Chloe Smith
MP for Norwich North

An ambitious Budget that helps people in Norwich

Author: Chloe Smith, Updated: 15 March 2023 16:08

In the Autumn, the Government took tough decisions to restore stability, grip inflation and reduce debt. Thanks to measures introduced, inflation has started to fall, and economy is bouncing back, with record numbers of employees on the payroll both locally and nationally. 

Today, the Chancellor has delivered the next phase of the plan: a Budget for long-term, sustainable economic growth.  

For working parents in Norwich, the biggest takeaway from the Spring Budget today is the childcare revolution to expand 30 hours free childcare for children over the age of nine months, alongside boosts to subsidised childcare for parents on Universal Credit including upfront support. 

I know from my constituency casework how important the cost of childcare is to parents in our area. For me, this is part of a much bigger picture about helping people come into the plentiful vacancies and jobs that are available in Norwich. So it’s good that the Chancellor announced that the government is significantly expanding the support on offer by providing 30 hours a week of free childcare for 38 weeks a year, for eligible working parents of children aged 9 months to 3 years. This will be rolled out in phases from April 2024 and is in addition to the 30 hours a week already provided for eligible working parents of 3 to 4-year-olds. The government will also provide hundreds of millions of pounds to substantially uplift the hourly funding rate paid to providers to deliver the existing free hours offers, which I know is important to Norwich childcarers. As a result of these reforms, the government is providing free childcare for eligible working parents of children from 9 months until they start school. This will help with the cost of living, support education for the youngest children, and remove one of the biggest barriers to parents working. The government is also launching a new wraparound pathfinder scheme to support the expansion of school-based childcare provision either side of the school day. Support for childcare costs in Universal Credit will be made available upfront and the maximum potential benefit for parents will be increased

I am also really delighted to see other parts of the Budget helping people into employment.  My local work, Norwich for Jobs, shows that with the right support people do want to work, even if they may be disabled or have poor health. So I firmly welcome the Chancellor introducing a Universal Support programme in England and Wales to match people with disabilities and long-term sickness with jobs and provide support and training to help them succeed.  It is vital to help people to try to work where that is right for them.  The Budget takes even more actions to address the leading causes of ill health related inactivity, including tailored employment support in mental health and musculoskeletal health services, and expanding access to digital resources and health checks.

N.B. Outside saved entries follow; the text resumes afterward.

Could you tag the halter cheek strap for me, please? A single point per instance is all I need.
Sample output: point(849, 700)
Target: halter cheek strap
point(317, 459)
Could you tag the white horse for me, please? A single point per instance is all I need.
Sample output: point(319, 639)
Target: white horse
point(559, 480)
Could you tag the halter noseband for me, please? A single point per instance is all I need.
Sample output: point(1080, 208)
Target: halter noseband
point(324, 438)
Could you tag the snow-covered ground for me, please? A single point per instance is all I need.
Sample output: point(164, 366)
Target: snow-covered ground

The bold reforms announced today to health and disability benefits will herald the biggest change to the welfare system in the past ten years, to make sure it better meets the needs of disabled people in Norwich and across Great Britain. This includes removing the Work Capability Assessment, meaning most claimants will now have to do one health assessment rather than two. These reforms will support people in Norwich to try work without fear of losing their financial support. 

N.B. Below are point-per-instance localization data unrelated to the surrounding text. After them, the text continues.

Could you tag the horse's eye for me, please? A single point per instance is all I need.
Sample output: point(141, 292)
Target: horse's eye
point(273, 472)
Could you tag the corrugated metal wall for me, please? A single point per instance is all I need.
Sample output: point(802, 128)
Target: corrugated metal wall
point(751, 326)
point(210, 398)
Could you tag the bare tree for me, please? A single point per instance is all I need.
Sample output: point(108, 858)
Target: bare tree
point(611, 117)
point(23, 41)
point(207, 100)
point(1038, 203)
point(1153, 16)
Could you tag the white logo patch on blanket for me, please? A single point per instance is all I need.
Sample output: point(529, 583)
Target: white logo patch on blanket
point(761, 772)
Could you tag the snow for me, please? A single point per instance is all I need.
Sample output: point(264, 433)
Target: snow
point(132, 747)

I also welcome the announcement that the Annual Allowance will be increased from £40,000 to £60,000. This will incentivise highly skilled workers to remain in the labour market. As a result of the pensions tax measures announced today, an estimated 80% of NHS doctors will not receive a tax charge with respect to accruals under the 2015 NHS career average scheme. This is an issue that I’ve been working on locally with the Norfolk and Norwich University Hospital regarding workforce retention. 

As part of his theme to boost employment, the Chancellor also announced a new ‘Returnerships’ apprenticeship targeted at the over 50s will refine existing skills programmes to make them more accessible to older workers, giving them the skills and support they need to find a recognisable path back into work. 

The Chancellor went on to set out plans to continue to support people with cost-of-living pressures including keeping the Energy Price Guarantee at £2,500 for the next three months and ending the premium that people in Norwich who use a prepayment meter pay, bringing their charges into line with people who pay by direct debit. Taken together with all the government’s efforts to help households with higher costs, these measures bring the total support to an average of £3,300 per household over 2022-23 and 2023-24. 

To help household budgets further, the Chancellor also announced that the planned 11 pence rise in fuel duty will be cancelled, maintaining last year’s 5p cut for another twelve months, saving a typical driver in Norwich another £100 on top of the £100 saved so far since last year’s cut. 

The generosity of Draught Relief has also been significantly extended from 5% to 9.2%, so that the duty on an average draught pint of beer served in a pub both does not increase from August and will be up to 11 pence lower than the duty in supermarkets.  Norwich pubs, important in our community, could raise a glass to that.

Overall, this Budget was all about removing the obstacles that stop businesses investing, tackle the labour shortages that stop them recruiting and breaking down the barriers that stop people working.